Some of the boys and girls had interconnected their game modules into small holovid arenas in which they pitted animals against each other. King Kongs, Godzillas, giant scorpions, roaring brontosauruses reared up and stomped toward each other. Cherry-red fountains sprayed into nothingness; severed body parts whirled away and disappeared on the periphery. It smelled like warm blood.
“Always the same cruel crap,” Renata said crossly.

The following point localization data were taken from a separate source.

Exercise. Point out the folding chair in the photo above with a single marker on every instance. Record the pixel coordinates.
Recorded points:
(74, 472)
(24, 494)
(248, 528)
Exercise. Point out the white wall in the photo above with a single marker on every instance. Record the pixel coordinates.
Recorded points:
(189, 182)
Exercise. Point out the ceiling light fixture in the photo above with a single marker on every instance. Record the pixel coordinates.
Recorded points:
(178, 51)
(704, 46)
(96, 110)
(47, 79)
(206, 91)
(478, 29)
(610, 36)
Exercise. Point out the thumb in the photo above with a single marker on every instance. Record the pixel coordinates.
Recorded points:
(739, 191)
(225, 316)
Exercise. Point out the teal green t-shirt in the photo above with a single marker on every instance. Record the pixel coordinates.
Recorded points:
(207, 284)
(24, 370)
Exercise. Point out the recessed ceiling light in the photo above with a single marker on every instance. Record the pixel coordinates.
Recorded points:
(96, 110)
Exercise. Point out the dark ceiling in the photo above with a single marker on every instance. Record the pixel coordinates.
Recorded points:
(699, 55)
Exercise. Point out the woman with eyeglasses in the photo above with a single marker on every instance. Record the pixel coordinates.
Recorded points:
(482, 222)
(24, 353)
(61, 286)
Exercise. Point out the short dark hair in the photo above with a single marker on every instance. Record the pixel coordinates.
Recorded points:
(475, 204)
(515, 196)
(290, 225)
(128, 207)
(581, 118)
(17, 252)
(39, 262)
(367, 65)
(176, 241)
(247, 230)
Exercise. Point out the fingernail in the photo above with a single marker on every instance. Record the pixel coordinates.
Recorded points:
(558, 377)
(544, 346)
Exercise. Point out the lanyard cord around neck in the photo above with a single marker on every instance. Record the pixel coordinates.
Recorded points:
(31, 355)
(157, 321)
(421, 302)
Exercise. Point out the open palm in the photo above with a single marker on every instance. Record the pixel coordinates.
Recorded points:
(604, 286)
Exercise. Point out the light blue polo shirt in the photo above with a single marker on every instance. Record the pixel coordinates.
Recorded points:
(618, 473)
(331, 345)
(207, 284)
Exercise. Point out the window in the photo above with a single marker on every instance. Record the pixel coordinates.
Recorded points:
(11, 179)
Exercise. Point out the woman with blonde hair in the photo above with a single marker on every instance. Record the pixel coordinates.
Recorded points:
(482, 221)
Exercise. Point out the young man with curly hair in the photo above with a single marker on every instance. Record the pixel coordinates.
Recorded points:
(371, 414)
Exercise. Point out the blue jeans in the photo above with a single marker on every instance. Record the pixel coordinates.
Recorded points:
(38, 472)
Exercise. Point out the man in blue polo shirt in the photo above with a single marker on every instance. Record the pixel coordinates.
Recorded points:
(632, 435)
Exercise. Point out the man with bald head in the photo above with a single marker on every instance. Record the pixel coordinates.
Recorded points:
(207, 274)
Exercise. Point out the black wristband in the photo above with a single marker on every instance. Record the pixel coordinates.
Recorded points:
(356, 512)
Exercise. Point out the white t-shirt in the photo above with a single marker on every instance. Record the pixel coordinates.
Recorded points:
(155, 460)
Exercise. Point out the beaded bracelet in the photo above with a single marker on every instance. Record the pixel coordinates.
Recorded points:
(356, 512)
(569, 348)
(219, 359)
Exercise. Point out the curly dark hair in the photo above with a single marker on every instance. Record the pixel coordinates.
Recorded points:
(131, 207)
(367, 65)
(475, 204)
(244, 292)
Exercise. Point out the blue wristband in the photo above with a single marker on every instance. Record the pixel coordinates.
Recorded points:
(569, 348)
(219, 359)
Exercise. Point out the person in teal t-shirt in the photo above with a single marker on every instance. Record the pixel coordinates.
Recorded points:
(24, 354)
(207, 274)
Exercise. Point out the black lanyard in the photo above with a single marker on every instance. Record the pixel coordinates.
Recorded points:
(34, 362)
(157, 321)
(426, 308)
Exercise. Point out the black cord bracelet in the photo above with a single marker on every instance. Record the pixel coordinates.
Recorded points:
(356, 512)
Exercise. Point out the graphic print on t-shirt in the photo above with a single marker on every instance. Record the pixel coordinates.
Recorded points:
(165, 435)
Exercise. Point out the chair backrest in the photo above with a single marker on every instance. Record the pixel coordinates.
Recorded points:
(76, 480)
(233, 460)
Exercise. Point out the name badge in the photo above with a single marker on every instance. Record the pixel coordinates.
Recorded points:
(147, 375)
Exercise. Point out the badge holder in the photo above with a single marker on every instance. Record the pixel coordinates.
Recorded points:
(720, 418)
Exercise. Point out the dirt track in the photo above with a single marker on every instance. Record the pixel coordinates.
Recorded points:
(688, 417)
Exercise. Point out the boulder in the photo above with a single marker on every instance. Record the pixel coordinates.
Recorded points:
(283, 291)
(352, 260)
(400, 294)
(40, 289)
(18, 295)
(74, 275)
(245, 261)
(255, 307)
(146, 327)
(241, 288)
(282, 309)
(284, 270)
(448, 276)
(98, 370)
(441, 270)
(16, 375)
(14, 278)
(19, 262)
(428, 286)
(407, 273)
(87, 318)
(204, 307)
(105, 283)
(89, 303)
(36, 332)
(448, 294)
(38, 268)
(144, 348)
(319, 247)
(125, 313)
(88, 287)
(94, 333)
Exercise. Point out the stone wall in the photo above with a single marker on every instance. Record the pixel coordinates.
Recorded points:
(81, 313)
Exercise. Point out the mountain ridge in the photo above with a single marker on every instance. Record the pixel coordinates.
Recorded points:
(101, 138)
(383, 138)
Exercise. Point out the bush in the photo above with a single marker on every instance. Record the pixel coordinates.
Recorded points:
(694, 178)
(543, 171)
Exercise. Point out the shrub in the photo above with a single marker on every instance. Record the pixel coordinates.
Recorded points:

The rudimentary AIs of the pets panicked. The half-creatures wriggled, tugged, and screamed in utter confusion. I watched with fascination. Emotions escalated. Some travelers turned to the schoolchildren and scolded them. The saleswomen at the counter of the cafeteria were shouting something that was lost in the tumult.
“Stop!”
Like an almighty supreme deity, the resolute face of the teacher suddenly appeared on the holostages, shut down the game programs, put an end to the carnage, and swept the chimeras into nothingness.
The hysterical whimpering and squealing of the pets abated only gradually. They had to be soothed by stroking and coaxing.